The advertisement is therefore, in essence, not only an incontinent intrusion, but also futile … To think that just because it cajoles and wheedles the customer to buy the product it advertises, that customers will actually flock to purchase this product, is to wholly underestimate the sovereignty and self-possession of the customer. It is a sign of the crisis of the post-modern world that advertisements unsettle the landscape as often as they do … whether the outer landscape or cityscape, or the landscape of our minds. Not only futile, the advertisement is, in essence, futility itself.
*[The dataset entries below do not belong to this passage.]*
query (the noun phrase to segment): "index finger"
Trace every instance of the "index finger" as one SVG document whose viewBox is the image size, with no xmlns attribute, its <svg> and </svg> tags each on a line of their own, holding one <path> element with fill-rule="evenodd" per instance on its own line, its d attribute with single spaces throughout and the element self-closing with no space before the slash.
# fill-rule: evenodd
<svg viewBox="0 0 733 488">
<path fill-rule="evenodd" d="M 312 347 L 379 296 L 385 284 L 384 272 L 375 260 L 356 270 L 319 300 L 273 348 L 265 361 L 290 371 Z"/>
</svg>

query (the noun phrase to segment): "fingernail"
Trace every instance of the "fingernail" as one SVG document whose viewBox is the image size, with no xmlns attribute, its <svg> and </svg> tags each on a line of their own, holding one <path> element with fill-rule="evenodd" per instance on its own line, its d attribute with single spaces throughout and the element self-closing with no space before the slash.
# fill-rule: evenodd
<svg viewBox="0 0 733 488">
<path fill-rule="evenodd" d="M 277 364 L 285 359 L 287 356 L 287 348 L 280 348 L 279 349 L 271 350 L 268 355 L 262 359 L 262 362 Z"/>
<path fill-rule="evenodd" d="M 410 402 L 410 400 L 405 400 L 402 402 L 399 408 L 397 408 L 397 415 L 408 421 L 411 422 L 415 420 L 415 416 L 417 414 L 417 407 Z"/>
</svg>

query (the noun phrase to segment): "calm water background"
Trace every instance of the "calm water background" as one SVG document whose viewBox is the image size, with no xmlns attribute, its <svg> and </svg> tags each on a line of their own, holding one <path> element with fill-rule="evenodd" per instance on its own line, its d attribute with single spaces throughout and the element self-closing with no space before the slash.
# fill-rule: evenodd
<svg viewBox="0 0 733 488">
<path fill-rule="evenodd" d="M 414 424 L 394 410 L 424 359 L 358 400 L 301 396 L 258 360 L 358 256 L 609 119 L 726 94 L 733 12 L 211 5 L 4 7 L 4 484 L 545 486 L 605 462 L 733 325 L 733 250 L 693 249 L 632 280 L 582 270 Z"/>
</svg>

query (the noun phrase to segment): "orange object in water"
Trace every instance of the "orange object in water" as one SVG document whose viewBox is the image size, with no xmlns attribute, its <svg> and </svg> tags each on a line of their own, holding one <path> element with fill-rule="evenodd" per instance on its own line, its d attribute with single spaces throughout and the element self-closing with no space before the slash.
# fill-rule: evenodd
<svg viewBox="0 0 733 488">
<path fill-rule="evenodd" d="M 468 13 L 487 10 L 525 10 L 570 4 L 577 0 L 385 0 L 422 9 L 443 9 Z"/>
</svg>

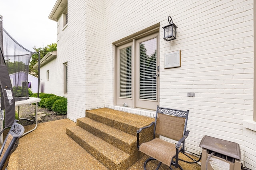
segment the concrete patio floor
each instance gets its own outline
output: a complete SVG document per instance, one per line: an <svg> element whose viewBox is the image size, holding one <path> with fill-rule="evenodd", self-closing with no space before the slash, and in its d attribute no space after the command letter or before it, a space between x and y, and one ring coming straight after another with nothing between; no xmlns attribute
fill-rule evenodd
<svg viewBox="0 0 256 170"><path fill-rule="evenodd" d="M107 170L66 134L66 128L75 125L67 119L39 123L35 130L20 139L10 158L8 170ZM25 127L25 131L34 127L34 125ZM143 170L147 158L144 156L129 170ZM154 169L156 163L151 162L148 169ZM184 170L200 169L197 164L180 163ZM168 168L163 165L159 169Z"/></svg>

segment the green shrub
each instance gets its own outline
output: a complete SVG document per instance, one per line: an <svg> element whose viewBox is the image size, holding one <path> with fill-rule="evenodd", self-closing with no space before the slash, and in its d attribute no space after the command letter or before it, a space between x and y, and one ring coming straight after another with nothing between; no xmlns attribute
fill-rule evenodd
<svg viewBox="0 0 256 170"><path fill-rule="evenodd" d="M62 98L56 100L52 105L52 109L56 111L58 115L66 115L68 113L68 99Z"/></svg>
<svg viewBox="0 0 256 170"><path fill-rule="evenodd" d="M44 106L45 107L49 110L52 110L52 105L58 99L63 98L63 97L57 96L50 97L47 98L44 101Z"/></svg>
<svg viewBox="0 0 256 170"><path fill-rule="evenodd" d="M41 99L41 101L38 103L38 105L42 107L45 107L45 105L44 105L44 102L48 98L43 98Z"/></svg>

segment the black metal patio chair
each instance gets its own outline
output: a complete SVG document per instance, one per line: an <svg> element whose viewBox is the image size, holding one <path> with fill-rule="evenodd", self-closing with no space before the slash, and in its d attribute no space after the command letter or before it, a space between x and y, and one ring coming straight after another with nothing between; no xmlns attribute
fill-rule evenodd
<svg viewBox="0 0 256 170"><path fill-rule="evenodd" d="M183 111L167 108L161 107L158 106L156 119L148 126L142 127L137 131L137 147L139 150L149 155L150 157L144 163L144 169L146 170L146 164L150 160L158 160L160 163L156 170L158 170L162 163L166 164L171 170L171 166L176 168L182 168L178 164L178 154L182 152L185 154L185 139L189 133L186 130L189 110ZM154 125L153 137L151 141L145 142L139 145L139 133L146 128ZM157 137L162 136L177 141L176 144L160 139ZM192 159L187 154L185 155ZM188 163L196 163L196 161Z"/></svg>
<svg viewBox="0 0 256 170"><path fill-rule="evenodd" d="M19 139L24 133L23 126L15 120L4 140L0 150L0 168L1 170L7 170L9 159L12 153L16 149Z"/></svg>

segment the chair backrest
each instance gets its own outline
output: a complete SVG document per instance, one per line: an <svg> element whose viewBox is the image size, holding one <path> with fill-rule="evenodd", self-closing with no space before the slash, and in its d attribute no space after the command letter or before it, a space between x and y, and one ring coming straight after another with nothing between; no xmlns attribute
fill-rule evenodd
<svg viewBox="0 0 256 170"><path fill-rule="evenodd" d="M7 166L10 154L18 147L18 139L24 131L24 127L15 120L12 124L0 150L0 169Z"/></svg>
<svg viewBox="0 0 256 170"><path fill-rule="evenodd" d="M156 109L154 138L157 134L175 141L183 137L186 132L189 110L184 111L158 106Z"/></svg>

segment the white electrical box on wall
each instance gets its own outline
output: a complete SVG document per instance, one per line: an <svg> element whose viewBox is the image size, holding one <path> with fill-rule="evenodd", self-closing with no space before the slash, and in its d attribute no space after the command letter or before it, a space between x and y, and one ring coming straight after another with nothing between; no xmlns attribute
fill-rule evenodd
<svg viewBox="0 0 256 170"><path fill-rule="evenodd" d="M180 67L180 50L165 54L164 68Z"/></svg>

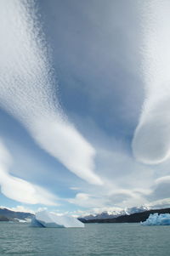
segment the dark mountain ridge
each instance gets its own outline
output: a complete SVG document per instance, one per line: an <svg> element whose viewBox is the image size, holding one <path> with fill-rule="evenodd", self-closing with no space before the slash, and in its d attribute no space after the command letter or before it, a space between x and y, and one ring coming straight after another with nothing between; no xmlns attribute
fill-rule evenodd
<svg viewBox="0 0 170 256"><path fill-rule="evenodd" d="M84 218L78 218L83 223L135 223L144 221L148 219L150 213L170 213L170 208L148 210L142 213L132 213L129 215L122 215L116 218L110 219L86 219Z"/></svg>

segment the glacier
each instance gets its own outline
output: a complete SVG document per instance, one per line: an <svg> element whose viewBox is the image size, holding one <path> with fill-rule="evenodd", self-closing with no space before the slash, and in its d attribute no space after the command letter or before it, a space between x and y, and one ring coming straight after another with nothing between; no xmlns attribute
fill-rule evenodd
<svg viewBox="0 0 170 256"><path fill-rule="evenodd" d="M31 227L43 228L83 228L84 224L68 215L57 215L48 211L37 212L31 219Z"/></svg>
<svg viewBox="0 0 170 256"><path fill-rule="evenodd" d="M150 214L149 218L140 224L142 225L170 225L170 213Z"/></svg>

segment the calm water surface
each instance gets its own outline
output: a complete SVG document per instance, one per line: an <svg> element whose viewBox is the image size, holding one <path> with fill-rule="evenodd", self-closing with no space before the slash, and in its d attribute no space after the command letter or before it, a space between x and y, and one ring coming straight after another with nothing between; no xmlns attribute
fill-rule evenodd
<svg viewBox="0 0 170 256"><path fill-rule="evenodd" d="M84 229L31 228L0 222L0 255L170 255L170 226L88 224Z"/></svg>

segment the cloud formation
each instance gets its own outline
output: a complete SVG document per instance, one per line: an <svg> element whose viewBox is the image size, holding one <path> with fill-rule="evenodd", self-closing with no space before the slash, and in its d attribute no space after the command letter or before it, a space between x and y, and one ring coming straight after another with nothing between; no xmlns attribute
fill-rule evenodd
<svg viewBox="0 0 170 256"><path fill-rule="evenodd" d="M0 186L4 196L25 203L57 205L57 196L40 186L11 175L8 173L10 162L10 155L0 141Z"/></svg>
<svg viewBox="0 0 170 256"><path fill-rule="evenodd" d="M0 101L35 141L91 184L95 150L64 115L34 1L0 2Z"/></svg>
<svg viewBox="0 0 170 256"><path fill-rule="evenodd" d="M145 100L132 145L138 160L157 164L170 156L170 3L150 0L139 4Z"/></svg>

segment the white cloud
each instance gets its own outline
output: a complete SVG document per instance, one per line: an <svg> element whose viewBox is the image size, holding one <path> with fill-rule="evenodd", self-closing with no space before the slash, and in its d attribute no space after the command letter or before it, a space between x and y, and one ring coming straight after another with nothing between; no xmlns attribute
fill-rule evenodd
<svg viewBox="0 0 170 256"><path fill-rule="evenodd" d="M133 151L142 162L157 164L170 156L170 3L144 1L140 8L145 100Z"/></svg>
<svg viewBox="0 0 170 256"><path fill-rule="evenodd" d="M35 211L33 211L31 208L26 208L23 205L17 205L14 208L7 208L6 206L0 206L0 208L6 208L8 209L10 211L14 211L14 212L21 212L21 213L35 213Z"/></svg>
<svg viewBox="0 0 170 256"><path fill-rule="evenodd" d="M92 184L95 150L65 117L56 94L48 48L34 2L0 2L0 101L35 141L69 170Z"/></svg>
<svg viewBox="0 0 170 256"><path fill-rule="evenodd" d="M57 205L57 196L38 185L14 177L8 173L10 156L2 141L0 152L0 186L1 192L4 196L24 203Z"/></svg>

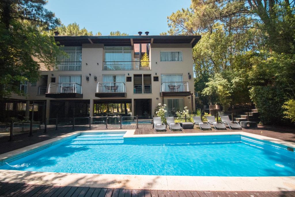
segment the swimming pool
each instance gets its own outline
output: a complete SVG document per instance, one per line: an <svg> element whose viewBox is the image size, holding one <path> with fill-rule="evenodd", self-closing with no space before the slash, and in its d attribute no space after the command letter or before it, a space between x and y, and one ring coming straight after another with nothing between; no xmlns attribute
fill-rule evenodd
<svg viewBox="0 0 295 197"><path fill-rule="evenodd" d="M124 135L81 135L0 169L193 176L295 175L294 152L240 135L125 139Z"/></svg>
Imagine a day when the advertisement is turned on its head to become a venue through which individuals express (not advertise) their needs … not sellers their products. Imagine a mother who needs food for her children “advertising” this need. Imagine the advertisement now serving as a meeting point where need (not demand) solicits supply … not the other way around. Imagine companies fighting one another to serve this customer-mother … not competing to chase profits. All the billions now wasted on advertisement would now be used to serve the genuine needs of people. This is no idle utopia. All it needs is the human will to empathy and unselfishness.